Так и уехали ни с чем. Но когда мы там ходили, мне все время казалось, что он на меня смотрит. В затылок. А обернешься – никого. Этот взгляд, я его до сих пор чувствую. Он теперь всегда на меня смотрит...
– Как же ваш машинист отпустил вас с детьми носками торговать?
– Да я сама сбежала. Наврала, будто к сестре на Кубань еду, что и работу нашли, и дом свой... И рванула куда глаза глядят. А сестры у меня в жизни не было.
– А чего так?
– Не успели родители, умерли рано. Папа на шахте погиб, а мама через год за ним отправилась.

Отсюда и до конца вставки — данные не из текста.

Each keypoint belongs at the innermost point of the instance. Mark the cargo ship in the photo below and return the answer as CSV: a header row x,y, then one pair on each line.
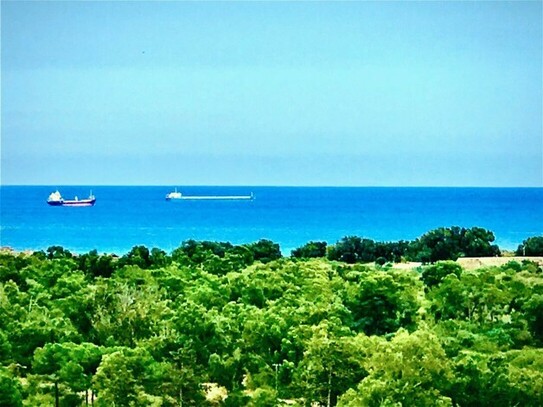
x,y
55,199
175,195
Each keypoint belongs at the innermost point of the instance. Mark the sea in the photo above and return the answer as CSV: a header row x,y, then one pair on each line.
x,y
126,216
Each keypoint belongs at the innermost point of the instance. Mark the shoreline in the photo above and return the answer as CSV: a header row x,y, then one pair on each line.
x,y
467,263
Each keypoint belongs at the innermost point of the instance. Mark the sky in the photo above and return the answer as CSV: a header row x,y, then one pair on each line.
x,y
272,93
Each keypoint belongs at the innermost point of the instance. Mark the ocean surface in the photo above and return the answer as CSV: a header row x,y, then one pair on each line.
x,y
291,216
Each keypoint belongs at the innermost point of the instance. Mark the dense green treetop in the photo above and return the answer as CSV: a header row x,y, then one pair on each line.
x,y
218,324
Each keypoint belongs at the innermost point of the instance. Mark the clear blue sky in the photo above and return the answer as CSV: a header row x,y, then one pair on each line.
x,y
283,93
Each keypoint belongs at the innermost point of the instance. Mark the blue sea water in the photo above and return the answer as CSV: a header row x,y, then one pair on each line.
x,y
291,216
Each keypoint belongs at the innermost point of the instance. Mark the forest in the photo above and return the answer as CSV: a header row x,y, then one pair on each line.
x,y
217,324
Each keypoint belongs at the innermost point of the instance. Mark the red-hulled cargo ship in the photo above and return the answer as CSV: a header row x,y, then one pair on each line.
x,y
55,199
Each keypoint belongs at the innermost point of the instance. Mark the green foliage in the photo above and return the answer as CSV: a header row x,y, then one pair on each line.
x,y
435,274
353,249
265,250
10,389
451,243
253,328
310,250
532,246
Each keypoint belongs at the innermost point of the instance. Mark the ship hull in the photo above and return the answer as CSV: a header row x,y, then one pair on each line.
x,y
78,203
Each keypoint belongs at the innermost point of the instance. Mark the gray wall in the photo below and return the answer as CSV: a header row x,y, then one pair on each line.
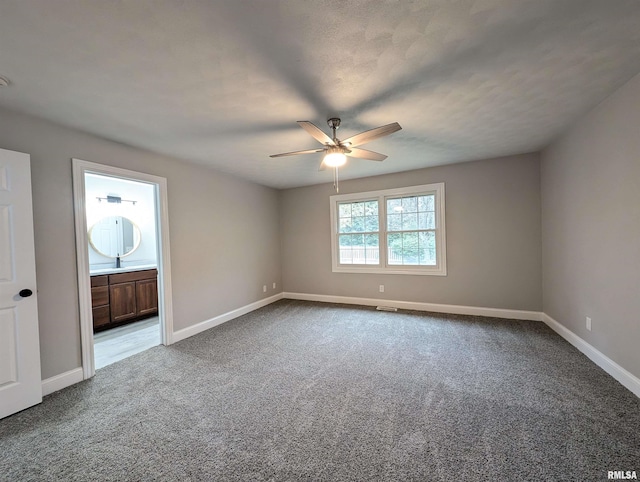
x,y
225,242
591,227
493,237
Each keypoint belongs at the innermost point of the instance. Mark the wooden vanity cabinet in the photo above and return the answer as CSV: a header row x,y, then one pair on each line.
x,y
100,301
130,297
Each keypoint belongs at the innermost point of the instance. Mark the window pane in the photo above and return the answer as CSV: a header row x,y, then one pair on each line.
x,y
345,225
345,251
371,223
394,222
409,221
426,221
409,204
410,253
371,208
394,206
394,248
344,210
358,224
427,240
372,249
426,203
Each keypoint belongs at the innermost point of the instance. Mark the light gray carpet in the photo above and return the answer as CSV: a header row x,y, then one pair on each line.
x,y
308,391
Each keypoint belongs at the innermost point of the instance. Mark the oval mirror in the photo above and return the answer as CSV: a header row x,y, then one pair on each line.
x,y
114,236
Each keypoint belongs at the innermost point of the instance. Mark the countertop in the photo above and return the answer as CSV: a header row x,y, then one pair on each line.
x,y
125,269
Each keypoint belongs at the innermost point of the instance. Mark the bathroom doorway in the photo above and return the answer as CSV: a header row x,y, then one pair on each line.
x,y
123,270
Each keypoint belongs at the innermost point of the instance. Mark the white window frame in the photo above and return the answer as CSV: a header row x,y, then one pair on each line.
x,y
440,268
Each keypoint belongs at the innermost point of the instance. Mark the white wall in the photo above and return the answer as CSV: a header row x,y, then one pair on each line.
x,y
225,241
142,213
591,227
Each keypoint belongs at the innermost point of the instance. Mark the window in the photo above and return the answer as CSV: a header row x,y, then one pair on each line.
x,y
395,231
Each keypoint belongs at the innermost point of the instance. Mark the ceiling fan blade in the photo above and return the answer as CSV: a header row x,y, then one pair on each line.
x,y
295,153
365,154
371,135
316,132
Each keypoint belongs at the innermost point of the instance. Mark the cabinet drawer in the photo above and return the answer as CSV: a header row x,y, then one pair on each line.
x,y
133,276
99,296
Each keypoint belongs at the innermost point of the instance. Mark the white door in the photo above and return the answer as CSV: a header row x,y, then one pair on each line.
x,y
20,381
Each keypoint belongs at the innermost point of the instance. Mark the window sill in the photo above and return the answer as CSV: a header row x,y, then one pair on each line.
x,y
378,270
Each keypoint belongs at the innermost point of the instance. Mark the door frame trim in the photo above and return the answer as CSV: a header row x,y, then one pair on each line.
x,y
165,305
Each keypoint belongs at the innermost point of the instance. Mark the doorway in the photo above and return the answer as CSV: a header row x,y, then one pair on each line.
x,y
122,243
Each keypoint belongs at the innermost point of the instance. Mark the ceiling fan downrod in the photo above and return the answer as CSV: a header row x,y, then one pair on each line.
x,y
334,124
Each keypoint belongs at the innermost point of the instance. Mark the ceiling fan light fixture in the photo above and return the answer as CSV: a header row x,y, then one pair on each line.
x,y
335,158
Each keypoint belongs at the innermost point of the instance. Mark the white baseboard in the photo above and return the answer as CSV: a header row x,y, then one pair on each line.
x,y
218,320
627,379
410,305
61,381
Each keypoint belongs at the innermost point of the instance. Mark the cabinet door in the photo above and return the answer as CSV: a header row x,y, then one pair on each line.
x,y
147,296
123,301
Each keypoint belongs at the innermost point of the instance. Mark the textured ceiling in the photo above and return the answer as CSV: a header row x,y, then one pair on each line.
x,y
222,83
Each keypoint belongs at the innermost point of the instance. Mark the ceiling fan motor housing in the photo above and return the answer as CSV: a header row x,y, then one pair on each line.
x,y
334,122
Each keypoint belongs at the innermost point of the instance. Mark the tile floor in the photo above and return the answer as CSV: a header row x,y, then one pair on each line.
x,y
118,343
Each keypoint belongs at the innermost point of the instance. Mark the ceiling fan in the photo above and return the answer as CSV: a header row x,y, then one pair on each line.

– Да я не про сестру. Я про машиниста.
– А-а, машинист... А он вроде как любить меня вздумал. А мне – какая любовь, все сердце там осталось, в пустом поселке. А человека жалко. Хороший ведь человек. Вот я и сбежала. Он, когда меня провожал, вдруг про жену свою рассказывать стал. Тоже Тоней, оказывается, звали. Такой у нас ребус получился: два Николая и две Антонины...
– И что жена?
– Пока суд был, молодцом держалась. А как осудили – в тот же день руки на себя наложила. Повесилась. Он об этом только через год узнал. Потому что она ему перед смертью дюжину писем написала. Ласковых таких, что все, мол, в порядке, живу потихоньку, жду, в поселок тепло дали... их ему потом соседка каждый месяц отсылала, пока не кончились. Вот и поезд наш подъезжает...
3
Юнкер опять пил дорогое итальянское вино. Сухое. Красное. Юнкер опять слушал Шуберта. Не хватало только свечей и белой шелковой рубашки с поднятым воротником. Юнкер, как и положено русскому дворянину, говорил о судьбах отечества. У Никиты болела коленка. Ему было грустно.
– Ну, и куда ты все ездишь? Что ищешь? Россию, которую мы потеряли? – говорил Юнкер, разливая вино.
– Россию... – эхом отзывался Никита.
– Чтобы потом сидеть в эмиграции, слушать, как жена Катенька поет в гостиной «Белой акации гроздья душистые», и писать роман «Офигенные дни»?
– Я не уеду, ты же знаешь.
– А зря. Нефти в стране осталось на восемь лет. И все. Новые месторождения никто не разрабатывает с советских времен. Что делать?
– Жить.
– Скорее, выживать. А я выживать не хочу. Я, например, вино люблю вкусное, музыку хорошую, мемуары Рихтера вот читаю...
Юнкер был сибарит и эстет. И этой дружбы никогда бы не случилось, если бы Юнкер не оказался вдруг хорошим человеком. Хотя «хорошим» – не совсем верное слово. Никита долго ломал голову, прежде чем откопал в памяти этот архаизм, который встречал только в книгах. Юнкер был благородным.
Он жил в мире, который умер столетие назад. В мире, где были честь, совесть, достоинство. Долгое время Юнкер казался Никите вообще каким-то безупречным существом. В его словах и поступках не было этой обычной человеческой гнильцы: обещать – и не сделать, натворить что-нибудь, а потом прятать голову в песок, оставив на заду записку: «Это не я. Это так и было».